Politics of Tuesday, 20 November 2012
Source: Daily Graphic
Four presidential candidates contesting this year’s elections have indicated their resolve to make the private sector more effective to enable it to provide the needed stimulus for national development.
They said although the private sector was key to growth and development of the country, it had not been given the needed attention, and that when given the nod they would boost the sector through various interventions.
The interventions include the provision of long term loans with low interest rates, markets and entrepreneurial skills to members of the sector.
The four presidential candidates are Dr Paa Kwesi Nduom, of the Progressive People’s Party (PPP), Dr Henry Lartey of the Great Consolidated Popular Party (GCPP); Akwasi Addai of the United Front Party (UFP) and Jacob Osei Yeboah, an independent candidate.
The four were left out in the Institute of Economic Affairs (IEA) presidential debate on the grounds that their political parties did not have representation in Parliament.
But the Ghana Broadcasting Corporation (GBC) in accordance with its constitutional mandate decided to give equal platform to political parties to present their programmes to the people and decided to organise the debate for the candidates at the GTV studios and broadcast live on national television and all the radio networks of GBC.
The candidates indicated that the private sector needed to be given all the support as part of efforts to address the unemployment problem.
Dr Nduom said under the PPP, the state should facilitate the buying of the products of the private sector since the sector had to be helped to grow.
He said the negative attitude towards local businesses needed to change if the private sector was to take its rightful place in the society.
The PPP, he said, would also provide the direction for the private sector to expand and grow.
Dr Lartey said most Ghanaians lacked access to capital because they lacked the needed collateral to obtain credit.
With the GCPP, he said, the private sector would be resourced adequately to be successful.
The sector, he said, once given the support it desired would expand and grow as well as employ more Ghanaians thereby helping to solve the unemployment problem.
For his part, Mr Addai said the UFP would empower the private sector to grow its businesses by providing it with long term capital for expansion and growth.
“We would make the private sector to be competitive on the global market. The time has come to rejuvenate the private sector and the UFP would do that,” he said.
He deplored the situation where foreigners came to Ghana, generate all the financial resources and then send those resources to their countries.
Mr Addai said there would also be technology transfer to support the private sector and promote public-private partnership.
Mr Yeboah said under his administration, the capacity of the private sector would be built so that it took advantage of the numerous opportunities that would be created by his government.
He identified the lack of finance as a major problem facing the sector and that his administration would provide the finance needed by the sector.
According to him, a national development plan that would indicate the direction of the country would be vigorously pursued to show clearly how the sector would be boosted.

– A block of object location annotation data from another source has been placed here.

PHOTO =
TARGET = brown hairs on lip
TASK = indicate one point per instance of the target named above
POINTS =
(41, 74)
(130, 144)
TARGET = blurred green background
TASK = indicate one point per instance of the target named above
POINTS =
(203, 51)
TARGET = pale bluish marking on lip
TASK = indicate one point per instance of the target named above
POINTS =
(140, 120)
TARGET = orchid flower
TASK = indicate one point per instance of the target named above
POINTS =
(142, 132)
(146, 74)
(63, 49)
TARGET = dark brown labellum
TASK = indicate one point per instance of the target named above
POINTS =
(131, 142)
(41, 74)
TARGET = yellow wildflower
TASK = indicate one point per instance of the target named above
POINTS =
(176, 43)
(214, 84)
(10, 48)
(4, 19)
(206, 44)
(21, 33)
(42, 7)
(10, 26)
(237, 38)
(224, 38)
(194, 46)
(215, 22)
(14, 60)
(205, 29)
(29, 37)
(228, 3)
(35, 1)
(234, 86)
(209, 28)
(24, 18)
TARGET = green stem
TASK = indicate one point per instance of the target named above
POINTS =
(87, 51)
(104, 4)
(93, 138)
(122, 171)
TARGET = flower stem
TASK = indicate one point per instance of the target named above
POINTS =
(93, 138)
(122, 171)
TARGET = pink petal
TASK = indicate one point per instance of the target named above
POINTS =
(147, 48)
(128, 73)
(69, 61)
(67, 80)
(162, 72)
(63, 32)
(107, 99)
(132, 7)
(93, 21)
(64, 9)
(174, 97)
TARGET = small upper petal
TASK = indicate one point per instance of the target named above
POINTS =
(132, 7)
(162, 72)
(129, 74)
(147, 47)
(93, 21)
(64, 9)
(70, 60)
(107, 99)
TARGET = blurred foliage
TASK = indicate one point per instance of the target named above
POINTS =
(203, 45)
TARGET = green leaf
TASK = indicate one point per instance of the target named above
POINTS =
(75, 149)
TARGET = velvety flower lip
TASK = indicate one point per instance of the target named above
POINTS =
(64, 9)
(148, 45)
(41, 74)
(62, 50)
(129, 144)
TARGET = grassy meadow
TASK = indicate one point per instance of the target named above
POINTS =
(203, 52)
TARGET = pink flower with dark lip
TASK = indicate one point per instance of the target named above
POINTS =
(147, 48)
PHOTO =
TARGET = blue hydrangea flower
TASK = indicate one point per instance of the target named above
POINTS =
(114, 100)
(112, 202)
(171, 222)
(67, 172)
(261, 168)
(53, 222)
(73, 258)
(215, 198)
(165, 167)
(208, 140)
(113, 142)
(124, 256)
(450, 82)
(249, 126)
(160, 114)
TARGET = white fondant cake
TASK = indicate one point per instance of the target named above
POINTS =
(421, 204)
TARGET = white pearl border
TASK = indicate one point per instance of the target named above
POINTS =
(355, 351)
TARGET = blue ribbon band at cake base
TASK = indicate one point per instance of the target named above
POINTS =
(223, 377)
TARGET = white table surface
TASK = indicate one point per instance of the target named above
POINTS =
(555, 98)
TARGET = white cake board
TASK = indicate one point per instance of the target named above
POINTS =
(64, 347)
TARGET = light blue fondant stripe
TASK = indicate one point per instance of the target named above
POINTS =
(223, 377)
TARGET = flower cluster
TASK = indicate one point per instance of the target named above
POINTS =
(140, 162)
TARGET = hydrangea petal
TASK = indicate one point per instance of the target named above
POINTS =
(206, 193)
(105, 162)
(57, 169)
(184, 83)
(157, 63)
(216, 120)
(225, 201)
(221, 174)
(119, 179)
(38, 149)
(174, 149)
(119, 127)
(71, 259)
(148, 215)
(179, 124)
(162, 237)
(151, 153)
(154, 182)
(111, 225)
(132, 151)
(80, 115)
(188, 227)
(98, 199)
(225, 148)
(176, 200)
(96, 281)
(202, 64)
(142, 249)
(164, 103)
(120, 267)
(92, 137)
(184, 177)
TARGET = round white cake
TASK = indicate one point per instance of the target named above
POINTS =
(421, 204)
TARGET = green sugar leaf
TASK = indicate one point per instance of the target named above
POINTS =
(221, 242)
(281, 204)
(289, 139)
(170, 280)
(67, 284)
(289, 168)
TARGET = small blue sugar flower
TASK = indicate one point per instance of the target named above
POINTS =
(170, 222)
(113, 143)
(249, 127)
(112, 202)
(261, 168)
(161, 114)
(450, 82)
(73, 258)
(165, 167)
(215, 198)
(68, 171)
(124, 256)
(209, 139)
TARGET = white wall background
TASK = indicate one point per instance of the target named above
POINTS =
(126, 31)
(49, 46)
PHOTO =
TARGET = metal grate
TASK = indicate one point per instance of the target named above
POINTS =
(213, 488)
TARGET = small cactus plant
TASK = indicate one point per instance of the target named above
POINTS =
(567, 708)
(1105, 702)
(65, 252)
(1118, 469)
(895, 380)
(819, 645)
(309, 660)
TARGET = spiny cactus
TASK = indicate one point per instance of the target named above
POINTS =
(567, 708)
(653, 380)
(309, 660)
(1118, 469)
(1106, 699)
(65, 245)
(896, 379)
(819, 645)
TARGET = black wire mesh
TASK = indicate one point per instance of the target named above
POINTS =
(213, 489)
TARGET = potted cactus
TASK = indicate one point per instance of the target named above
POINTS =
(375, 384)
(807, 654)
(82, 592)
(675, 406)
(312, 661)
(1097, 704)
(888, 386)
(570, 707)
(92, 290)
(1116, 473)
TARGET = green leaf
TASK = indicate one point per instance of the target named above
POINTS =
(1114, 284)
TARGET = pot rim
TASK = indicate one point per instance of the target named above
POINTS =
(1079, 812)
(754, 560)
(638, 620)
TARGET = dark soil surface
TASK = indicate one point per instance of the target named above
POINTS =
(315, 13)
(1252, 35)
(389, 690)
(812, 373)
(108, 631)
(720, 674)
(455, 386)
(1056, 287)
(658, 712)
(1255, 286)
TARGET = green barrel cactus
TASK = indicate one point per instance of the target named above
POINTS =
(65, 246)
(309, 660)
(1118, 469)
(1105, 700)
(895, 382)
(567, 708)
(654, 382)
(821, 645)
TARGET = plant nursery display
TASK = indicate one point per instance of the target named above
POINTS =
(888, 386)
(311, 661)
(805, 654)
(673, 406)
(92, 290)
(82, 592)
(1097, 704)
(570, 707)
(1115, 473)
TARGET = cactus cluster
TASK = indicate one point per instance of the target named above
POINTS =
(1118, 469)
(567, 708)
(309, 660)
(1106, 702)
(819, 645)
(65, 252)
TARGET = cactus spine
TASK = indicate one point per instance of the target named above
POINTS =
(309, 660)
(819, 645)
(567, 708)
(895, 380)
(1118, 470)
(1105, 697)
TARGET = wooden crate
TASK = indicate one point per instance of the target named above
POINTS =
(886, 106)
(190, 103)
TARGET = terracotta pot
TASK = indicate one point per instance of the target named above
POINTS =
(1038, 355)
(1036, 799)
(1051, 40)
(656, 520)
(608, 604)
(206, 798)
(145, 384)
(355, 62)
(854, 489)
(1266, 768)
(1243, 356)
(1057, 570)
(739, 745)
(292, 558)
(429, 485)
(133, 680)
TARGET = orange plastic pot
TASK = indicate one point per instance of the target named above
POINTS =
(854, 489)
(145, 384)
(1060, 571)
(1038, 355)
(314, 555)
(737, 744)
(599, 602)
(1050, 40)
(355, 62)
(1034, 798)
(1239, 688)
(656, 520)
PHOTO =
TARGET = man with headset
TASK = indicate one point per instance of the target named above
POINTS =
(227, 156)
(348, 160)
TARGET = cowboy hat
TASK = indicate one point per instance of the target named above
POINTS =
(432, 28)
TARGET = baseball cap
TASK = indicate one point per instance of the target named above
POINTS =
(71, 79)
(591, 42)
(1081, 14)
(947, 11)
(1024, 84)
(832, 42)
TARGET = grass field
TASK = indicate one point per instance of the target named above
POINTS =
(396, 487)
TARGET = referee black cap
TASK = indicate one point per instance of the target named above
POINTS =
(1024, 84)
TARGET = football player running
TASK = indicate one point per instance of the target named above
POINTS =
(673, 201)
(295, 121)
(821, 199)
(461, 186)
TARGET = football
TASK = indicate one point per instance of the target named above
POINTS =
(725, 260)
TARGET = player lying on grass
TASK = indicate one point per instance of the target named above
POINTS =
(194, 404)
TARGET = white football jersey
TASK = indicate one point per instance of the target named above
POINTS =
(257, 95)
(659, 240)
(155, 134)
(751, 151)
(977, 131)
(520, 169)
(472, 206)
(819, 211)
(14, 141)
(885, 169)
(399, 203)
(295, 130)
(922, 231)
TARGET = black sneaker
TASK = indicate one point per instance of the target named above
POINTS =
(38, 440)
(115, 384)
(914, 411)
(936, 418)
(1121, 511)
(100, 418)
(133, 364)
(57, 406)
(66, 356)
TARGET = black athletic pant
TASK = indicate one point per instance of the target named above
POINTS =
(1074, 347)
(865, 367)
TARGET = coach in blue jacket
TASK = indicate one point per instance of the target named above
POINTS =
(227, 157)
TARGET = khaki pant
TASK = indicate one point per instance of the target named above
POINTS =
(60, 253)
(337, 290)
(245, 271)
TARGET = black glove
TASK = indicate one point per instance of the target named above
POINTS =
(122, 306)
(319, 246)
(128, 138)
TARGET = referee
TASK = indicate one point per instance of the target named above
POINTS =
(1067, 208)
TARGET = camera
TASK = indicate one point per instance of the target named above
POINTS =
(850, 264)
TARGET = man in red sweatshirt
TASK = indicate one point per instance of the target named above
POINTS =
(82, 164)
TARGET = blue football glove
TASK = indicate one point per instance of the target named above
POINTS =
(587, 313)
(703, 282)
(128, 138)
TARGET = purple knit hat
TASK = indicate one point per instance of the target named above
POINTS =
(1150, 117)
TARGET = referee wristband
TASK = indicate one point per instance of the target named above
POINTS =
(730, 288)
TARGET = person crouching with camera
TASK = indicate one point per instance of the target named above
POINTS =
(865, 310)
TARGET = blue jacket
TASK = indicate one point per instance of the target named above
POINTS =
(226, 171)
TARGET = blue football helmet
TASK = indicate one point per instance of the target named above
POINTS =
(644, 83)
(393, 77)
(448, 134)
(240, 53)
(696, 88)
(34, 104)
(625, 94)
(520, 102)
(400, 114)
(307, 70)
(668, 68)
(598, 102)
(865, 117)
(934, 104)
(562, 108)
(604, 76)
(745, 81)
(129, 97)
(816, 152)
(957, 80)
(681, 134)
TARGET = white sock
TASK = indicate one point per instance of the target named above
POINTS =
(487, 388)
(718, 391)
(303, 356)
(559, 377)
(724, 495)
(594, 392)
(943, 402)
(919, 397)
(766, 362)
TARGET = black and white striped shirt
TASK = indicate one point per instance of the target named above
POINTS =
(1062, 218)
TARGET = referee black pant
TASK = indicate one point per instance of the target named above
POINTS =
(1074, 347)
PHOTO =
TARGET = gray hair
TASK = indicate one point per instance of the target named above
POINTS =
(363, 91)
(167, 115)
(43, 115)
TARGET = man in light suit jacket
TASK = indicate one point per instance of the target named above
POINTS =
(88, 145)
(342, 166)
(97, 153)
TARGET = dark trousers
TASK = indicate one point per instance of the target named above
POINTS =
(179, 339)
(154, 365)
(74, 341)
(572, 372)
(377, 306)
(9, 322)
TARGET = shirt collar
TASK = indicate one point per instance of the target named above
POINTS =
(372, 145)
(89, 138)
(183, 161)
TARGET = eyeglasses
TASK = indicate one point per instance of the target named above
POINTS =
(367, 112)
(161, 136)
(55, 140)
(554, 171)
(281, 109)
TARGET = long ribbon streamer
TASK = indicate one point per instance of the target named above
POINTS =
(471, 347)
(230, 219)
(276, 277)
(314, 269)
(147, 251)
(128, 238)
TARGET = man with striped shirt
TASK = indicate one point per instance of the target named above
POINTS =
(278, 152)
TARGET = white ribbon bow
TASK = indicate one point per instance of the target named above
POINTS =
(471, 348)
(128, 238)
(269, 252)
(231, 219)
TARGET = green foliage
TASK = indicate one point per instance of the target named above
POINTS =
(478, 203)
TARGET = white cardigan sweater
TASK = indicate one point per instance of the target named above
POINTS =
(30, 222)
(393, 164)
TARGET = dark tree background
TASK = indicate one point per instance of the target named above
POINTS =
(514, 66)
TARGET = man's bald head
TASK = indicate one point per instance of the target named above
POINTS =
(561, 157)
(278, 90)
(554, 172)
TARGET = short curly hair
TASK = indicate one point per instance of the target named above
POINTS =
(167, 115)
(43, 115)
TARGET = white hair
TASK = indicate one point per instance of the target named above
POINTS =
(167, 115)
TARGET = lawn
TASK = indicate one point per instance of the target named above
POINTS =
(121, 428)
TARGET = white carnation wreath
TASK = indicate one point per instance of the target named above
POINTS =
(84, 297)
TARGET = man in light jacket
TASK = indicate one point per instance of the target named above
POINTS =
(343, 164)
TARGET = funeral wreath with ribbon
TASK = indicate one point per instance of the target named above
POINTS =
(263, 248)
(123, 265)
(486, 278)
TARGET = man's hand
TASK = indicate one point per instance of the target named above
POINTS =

He expressed the belief that the plan would help identify skill gaps in the informal sector and also lay out a comprehensive vision for the country.
Dr Nduom decried the negative attitude of successive governments towards the private sector saying that most businesses collapsed owing to the lack of commitment to ensuring their survival.
He cited the collapse of the national carrier, Ghana Airways and the subsequent collapse of Ghana International Airline as a demonstration of the government’s lack of vision to develop the private sector.
On the public sector, the PPP leader expressed his disgust at the negative actions of people who sabotaged each other by frustrating work efforts.
For him a PPP administration would introduce sanity into both the public and private sectors by ensuring a well motivated work-force through a conducive work environment.
Mr Lartey believed that empowering the Ghanaian with resources as well as giving start-up capital to market women was key to creating jobs in the informal sector.
Turning the spotlight on the National Health Insurance Scheme (NHIS) each of the presidential candidates pledged their commitment to ensuring that the scheme operated devoid of political interference.
Dr Nduom condemned what he described as the political football the National Democratic Congress (NDC) and the New Patriotic Party (NPP) were engaged in regarding which of the two parties under their respective governments better managed the NHIS.
The presidential candidates were unanimous in their resolve to appoint managers to the scheme on the basis of competence unlike the current situation where the leadership of the NHIS is appointed on the basis of which political party was in power.
The UFP candidate was of the view that even though the concept of the NHIS was a good one, its implementation was rushed hence its current managerial difficulties.
On corruption, the candidates pledged to fight the canker which they noted had eaten into the moral fibre of the Ghanaian society.